The first instance in the logs seem to come from writting an attachments:
gen,do_call,4,[{file,"gen.erl"},{line,237}]},{gen_server,call,3,[{file,"gen_server.erl"},{line,381}]},
{couch_att,write_streamed_attachment,3,
Is there a way to reconfigure the data directory or point it to another volume? Or tests if you can write to it manually? Verify that indeed the data directory is pointing the mounted large volume, sometimes misconfigurations happen and I've seen writes going to another directory than the indentded one.
As you expect: the docker volume got stuck...
Can't write content into data (just touch file
works)
This is my docker deployment (secrets removed) couchdb.tar.gz There's nothing fancy in it, as far as I can say...
Can't write content into data (just touch file works)

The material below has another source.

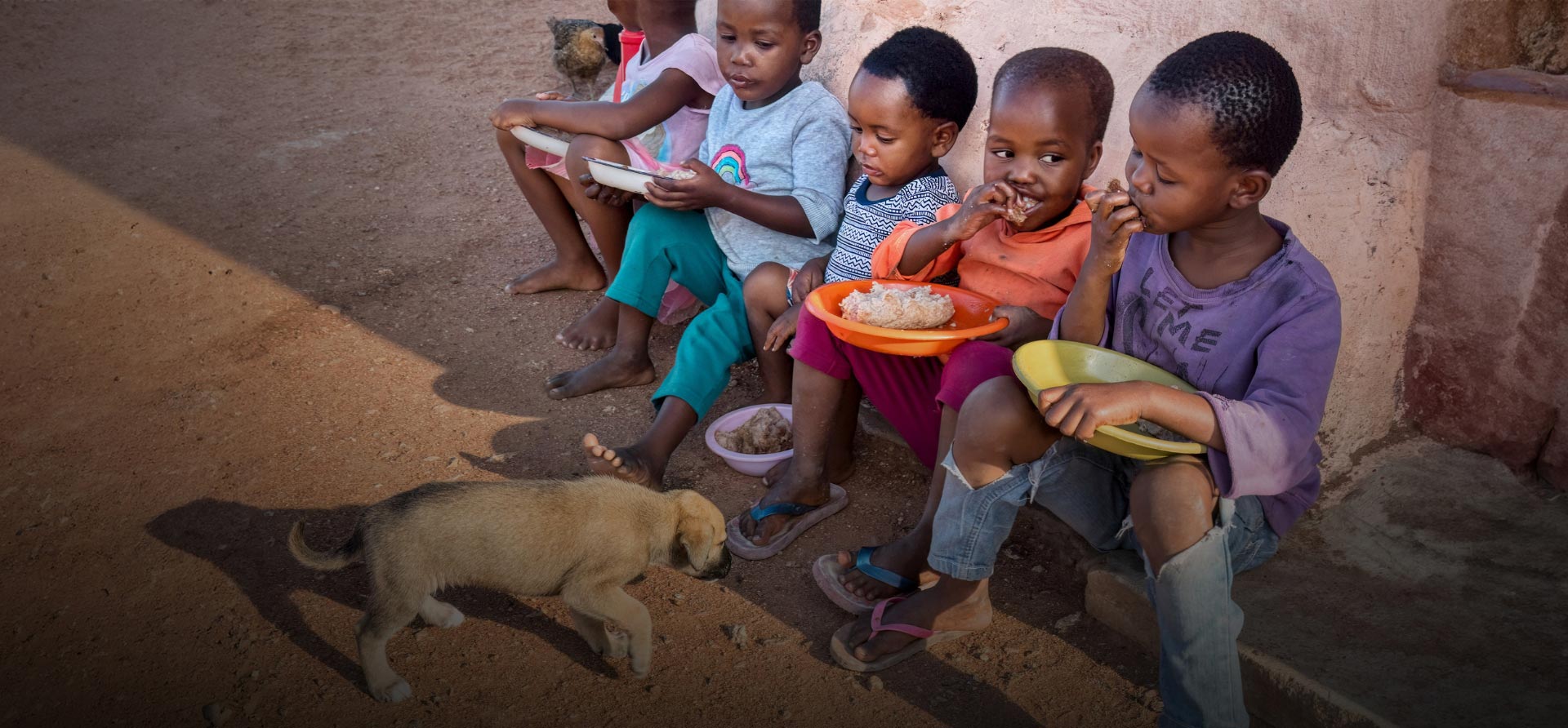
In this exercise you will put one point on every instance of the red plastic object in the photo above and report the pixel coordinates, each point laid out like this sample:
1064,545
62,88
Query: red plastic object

That would explain it, I think. Good find. It's sneaky that touch
works though.
Just for curiosity, I stopped the container, rm & created couchdb-data and started the replication again: same result...

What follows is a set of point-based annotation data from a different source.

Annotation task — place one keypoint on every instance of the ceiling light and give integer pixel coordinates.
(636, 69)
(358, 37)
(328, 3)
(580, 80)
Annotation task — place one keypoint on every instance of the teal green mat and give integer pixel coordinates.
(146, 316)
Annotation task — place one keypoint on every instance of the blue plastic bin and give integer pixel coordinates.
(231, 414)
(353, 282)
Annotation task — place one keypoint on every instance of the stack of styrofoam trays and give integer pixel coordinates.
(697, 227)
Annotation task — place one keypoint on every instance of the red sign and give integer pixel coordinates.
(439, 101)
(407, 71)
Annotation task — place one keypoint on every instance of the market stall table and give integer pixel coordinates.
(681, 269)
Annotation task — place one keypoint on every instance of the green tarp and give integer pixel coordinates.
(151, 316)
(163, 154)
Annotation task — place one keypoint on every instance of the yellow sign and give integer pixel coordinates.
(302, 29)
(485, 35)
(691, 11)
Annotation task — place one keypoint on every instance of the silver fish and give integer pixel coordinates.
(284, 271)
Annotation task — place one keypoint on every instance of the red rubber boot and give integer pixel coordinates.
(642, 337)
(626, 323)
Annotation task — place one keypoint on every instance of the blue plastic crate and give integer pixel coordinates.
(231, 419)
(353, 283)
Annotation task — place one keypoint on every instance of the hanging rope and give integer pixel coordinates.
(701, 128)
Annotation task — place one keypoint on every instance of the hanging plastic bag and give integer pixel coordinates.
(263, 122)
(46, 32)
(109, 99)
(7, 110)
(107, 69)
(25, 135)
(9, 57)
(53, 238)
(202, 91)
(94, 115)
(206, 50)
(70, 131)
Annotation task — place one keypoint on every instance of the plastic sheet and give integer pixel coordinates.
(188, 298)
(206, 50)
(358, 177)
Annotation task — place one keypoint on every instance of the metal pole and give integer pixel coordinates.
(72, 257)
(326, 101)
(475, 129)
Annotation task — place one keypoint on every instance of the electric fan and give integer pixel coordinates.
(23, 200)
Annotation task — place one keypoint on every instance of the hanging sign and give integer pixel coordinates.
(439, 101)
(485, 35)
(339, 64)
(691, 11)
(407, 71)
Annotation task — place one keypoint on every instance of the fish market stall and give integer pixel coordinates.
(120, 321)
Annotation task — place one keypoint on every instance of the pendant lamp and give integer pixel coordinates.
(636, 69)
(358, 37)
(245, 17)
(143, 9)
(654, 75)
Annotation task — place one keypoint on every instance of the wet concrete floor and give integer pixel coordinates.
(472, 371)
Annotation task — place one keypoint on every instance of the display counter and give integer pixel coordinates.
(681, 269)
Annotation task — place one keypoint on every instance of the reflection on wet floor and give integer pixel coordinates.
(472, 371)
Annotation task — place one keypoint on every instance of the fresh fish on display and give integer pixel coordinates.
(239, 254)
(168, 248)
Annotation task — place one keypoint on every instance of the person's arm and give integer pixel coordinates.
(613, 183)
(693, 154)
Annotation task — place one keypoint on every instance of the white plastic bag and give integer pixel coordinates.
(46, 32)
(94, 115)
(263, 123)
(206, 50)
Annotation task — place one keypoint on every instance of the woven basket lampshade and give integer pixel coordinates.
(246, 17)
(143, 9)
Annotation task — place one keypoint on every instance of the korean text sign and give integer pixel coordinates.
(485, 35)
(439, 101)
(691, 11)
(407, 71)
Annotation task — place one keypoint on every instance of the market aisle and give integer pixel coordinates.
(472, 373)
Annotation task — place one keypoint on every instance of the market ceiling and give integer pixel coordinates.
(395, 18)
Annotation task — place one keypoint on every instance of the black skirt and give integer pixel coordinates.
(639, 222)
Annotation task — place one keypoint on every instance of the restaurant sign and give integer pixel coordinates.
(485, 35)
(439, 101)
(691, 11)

[notice] 2024-09-30T16:14:19.553744Z nonode@nohost <0.14636.101> -------- Retrying POST request to http://localhost:5984/hzd/_bulk_docs in 4.0 seconds due to error {code,500}
[error] 2024-09-30T16:14:19.574327Z nonode@nohost <0.16657.101> d5dfe20e02 rexi_server: from: nonode@nohost(<0.19120.101>) mfa: fabric_rpc:update_docs/3 exit:{{badmatch,{error,enospc}},[{couch_bt_engine,write_doc_body,2,[{file,"src/couch_bt_engine.erl"},{line,439}]},{couch_db_updater,'-flush_trees/3-fun-0-',6,[{file,"src/couch_db_updater.erl"},{line,384}]},{couch_key_tree,mapfold_simple,4,[{file,"src/couch_key_tree.erl"},{line,464}]},{couch_key_tree,mapfold_simple,4,[{file,"src/couch_key_tree.erl"},{line,473}]},{couch_key_tree,mapfold,3,[{file,"src/couch_key_tree.erl"},{line,457}]},{couch_db_updater,flush_trees,3,[{file,"src/couch_db_updater.erl"},{line,373}]},{couch_db_updater,update_docs_int,4,[{file,"src/couch_db_updater.erl"},{line,718}]},{couch_db_updater,handle_info,2,[{file,"src/couch_db_updater.erl"},{line,183}]}]} [{couch_db,collect_results,3,[{file,"src/couch_db.erl"},{line,1457}]},{couch_db,collect_results_with_metrics,3,[{file,"src/couch_db.erl"},{line,1439}]},{couch_db,write_and_commit,4,[{file,"src/couch_db.erl"},{line,1471}]},{couch_db,update_docs,4,[{file,"src/couch_db.erl"},{line,1333}]},{fabric_rpc,with_db,3,[{file,"src/fabric_rpc.erl"},{line,360}]},{rexi_server,init_p,3,[{file,"src/rexi_server.erl"},{line,141}]}]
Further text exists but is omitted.